Sports betting lives! Or not. New Jersey will get some indication a week from now, as the U.S. Supreme Court is expected to announce June 26 whether it will hear the state's appeal.
This case has been in extra innings since 2011, when two-thirds of N.J. voters approved sports betting in a referendum. Actually, the issue of whether New Jersey can offer (and tax and regulate) legal sports betting goes back to the 1992 federal Professional and Amateur Sports Protection Act — and the 1993 gubernatorial race.
The federal law limited sports betting to the four states that had previously offered it (Nevada, Delaware, Montana and Oregon). But it gave New Jersey a year to enact legal sports betting. That seemed like a shoo-in — until Republican leaders in the Assembly let a referendum die in the summer of 1993. Republican Christie Whitman was in a tight race against Democratic incumbent Gov. Jim Florio, and the GOP feared that putting sports betting on the ballot that year would increase Democratic turnout in November. The opportunity was lost.
But there was no doubt then, and there is no doubt now, that allowing New Jersey racetracks and casinos to offer legal sports betting would help both of these struggling industries. There is also no doubt that the opposition to New Jersey’s efforts by the NCAA and the professional sports leagues is based on hypocritical sanctimony.
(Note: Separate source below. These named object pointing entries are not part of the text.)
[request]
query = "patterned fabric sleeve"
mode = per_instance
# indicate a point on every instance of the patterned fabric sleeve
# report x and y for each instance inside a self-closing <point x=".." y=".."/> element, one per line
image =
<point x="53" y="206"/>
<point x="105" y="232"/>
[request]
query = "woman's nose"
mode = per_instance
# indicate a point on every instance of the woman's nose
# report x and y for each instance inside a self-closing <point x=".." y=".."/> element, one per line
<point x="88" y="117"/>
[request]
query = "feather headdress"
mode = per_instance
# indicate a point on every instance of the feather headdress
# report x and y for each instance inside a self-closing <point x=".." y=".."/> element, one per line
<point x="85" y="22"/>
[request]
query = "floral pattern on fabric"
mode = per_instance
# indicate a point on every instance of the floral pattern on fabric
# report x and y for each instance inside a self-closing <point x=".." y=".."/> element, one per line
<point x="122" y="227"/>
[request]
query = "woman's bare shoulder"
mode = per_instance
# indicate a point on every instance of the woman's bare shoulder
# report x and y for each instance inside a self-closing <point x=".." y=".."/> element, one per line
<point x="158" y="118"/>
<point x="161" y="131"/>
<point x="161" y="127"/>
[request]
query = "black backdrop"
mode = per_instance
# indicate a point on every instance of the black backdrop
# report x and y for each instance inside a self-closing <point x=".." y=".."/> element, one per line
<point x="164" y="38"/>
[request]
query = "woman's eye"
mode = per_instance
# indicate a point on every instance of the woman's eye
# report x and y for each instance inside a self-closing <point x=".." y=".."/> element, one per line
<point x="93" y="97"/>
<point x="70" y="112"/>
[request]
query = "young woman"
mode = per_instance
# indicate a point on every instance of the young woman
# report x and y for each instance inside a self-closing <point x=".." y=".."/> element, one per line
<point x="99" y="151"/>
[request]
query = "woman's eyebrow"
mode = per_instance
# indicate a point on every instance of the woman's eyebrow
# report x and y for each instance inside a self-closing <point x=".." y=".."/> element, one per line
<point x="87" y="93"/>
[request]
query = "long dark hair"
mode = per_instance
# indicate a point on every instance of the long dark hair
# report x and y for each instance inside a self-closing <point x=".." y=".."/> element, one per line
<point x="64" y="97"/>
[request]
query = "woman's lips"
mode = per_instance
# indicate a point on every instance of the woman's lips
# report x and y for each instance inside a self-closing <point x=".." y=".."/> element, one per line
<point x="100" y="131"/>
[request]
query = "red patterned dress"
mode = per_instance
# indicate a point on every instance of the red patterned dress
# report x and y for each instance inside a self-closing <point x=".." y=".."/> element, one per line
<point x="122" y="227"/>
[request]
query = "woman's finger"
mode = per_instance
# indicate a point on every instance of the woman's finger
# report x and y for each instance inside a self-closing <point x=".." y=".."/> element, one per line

Atlantic City casinos can certainly use the additional gaming revenue sports betting would provide. But if New Jersey wins this case, sports betting likely will be available everywhere. The biggest presumed benefit for the casinos is the nongaming revenue that sports betting would generate by attracting people to Atlantic City events keyed to major sports contests.
As for the state’s struggling horse tracks … well, they’ll take anything they can get. Indeed, Monmouth Park already has a sports bar that looks remarkably like a Las Vegas sports book. It could open in an instant if the Supreme Court agrees to hear the case and New Jersey ultimately prevails.
The court case centers on complicated legal issues involving fair commerce, the Constitution and states’ rights. But one thing the case should not center on is the “danger” of sports betting. Please. Illegal sports betting is rampant. The American Gaming Association estimates that March Madness generated more than $10 billion in bets this year, 97 percent of it illegally. And no one is calling into question the integrity of any of those games or athletes.
If the Supreme Court won’t act, Congress should simply repeal the 1992 sports-betting ban. Fact is, allowing some states but not others to offer legal sports betting, while ignoring the pervasiveness of illegal sports betting, is neither fair nor reasonable.